Saarinen A, Jekunen A, Halme M, Pyrhönen S, Tamminen K, Boyer R, Roubille N, Mattson K
Department of Internal Medicine, Helsinki University Central Hospital, Finland.
Anticancer Drugs. 1996 Nov;7(8):890-2. doi: 10.1097/00001813-199611000-00012.

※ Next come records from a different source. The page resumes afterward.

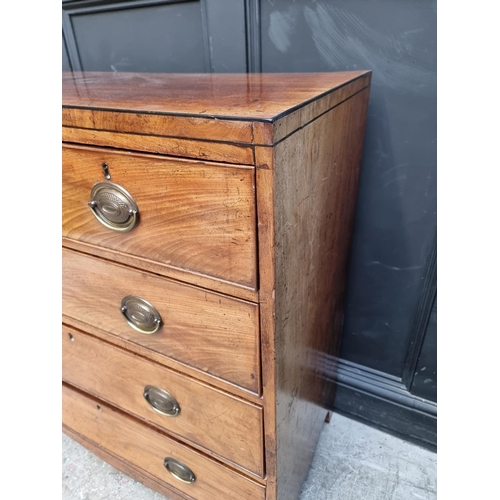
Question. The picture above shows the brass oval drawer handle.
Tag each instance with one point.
(179, 470)
(113, 207)
(140, 314)
(161, 401)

Twenty-nine patients with locally advanced or metastatic non-small cell lung cancer (NSCLC) were treated with docetaxel. Ten patients had already received chemotherapy, the others had received no chemotherapy. Docetaxel was administrated i.v. over 60 min every 21 days at a dose of 100 mg/m2. Twenty-three patients were evaluable for response. There were no complete responses and eight partial responses. The overall response rate was 35% (28% in the intent to treat analysis). Median duration of response was 43 weeks and median time to progression 12 weeks. Neutropenic infections, neurotoxicity and asthenia were dose-limiting toxicities (6% of 118 cycles). The other main toxicities were asthenia in 48%, skin reactions in 31% and nail changes in 31% of the patients. Single-agent docetaxel appears to be active against both previously treated and untreated advanced NSCLC. Toxicity was acceptable but should be carefully monitored.

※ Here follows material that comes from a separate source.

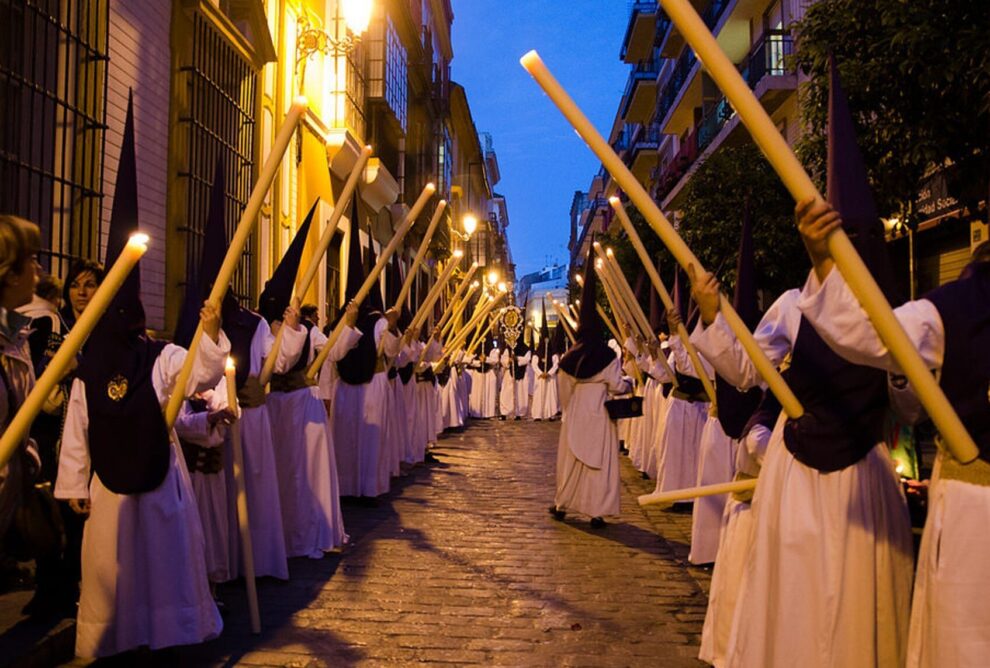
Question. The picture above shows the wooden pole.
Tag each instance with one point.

29例局部晚期或转移性非小细胞肺癌(NSCLC)患者接受了多西他赛治疗。10例患者此前已接受过化疗,其余患者未接受过化疗。多西他赛通过静脉滴注给药,每21天一次,每次60分钟,剂量为100mg/m²。23例患者可评估疗效。无完全缓解,8例部分缓解。总缓解率为35%(意向性分析中为28%)。中位缓解持续时间为43周,中位疾病进展时间为12周。中性粒细胞减少性感染、神经毒性和乏力为剂量限制性毒性(118个周期中的6%)。其他主要毒性反应为乏力(48%的患者)、皮肤反应(31%的患者)和指甲改变(31%的患者)。单药多西他赛似乎对既往接受过治疗和未接受过治疗的晚期NSCLC均有活性。毒性反应可接受,但应仔细监测。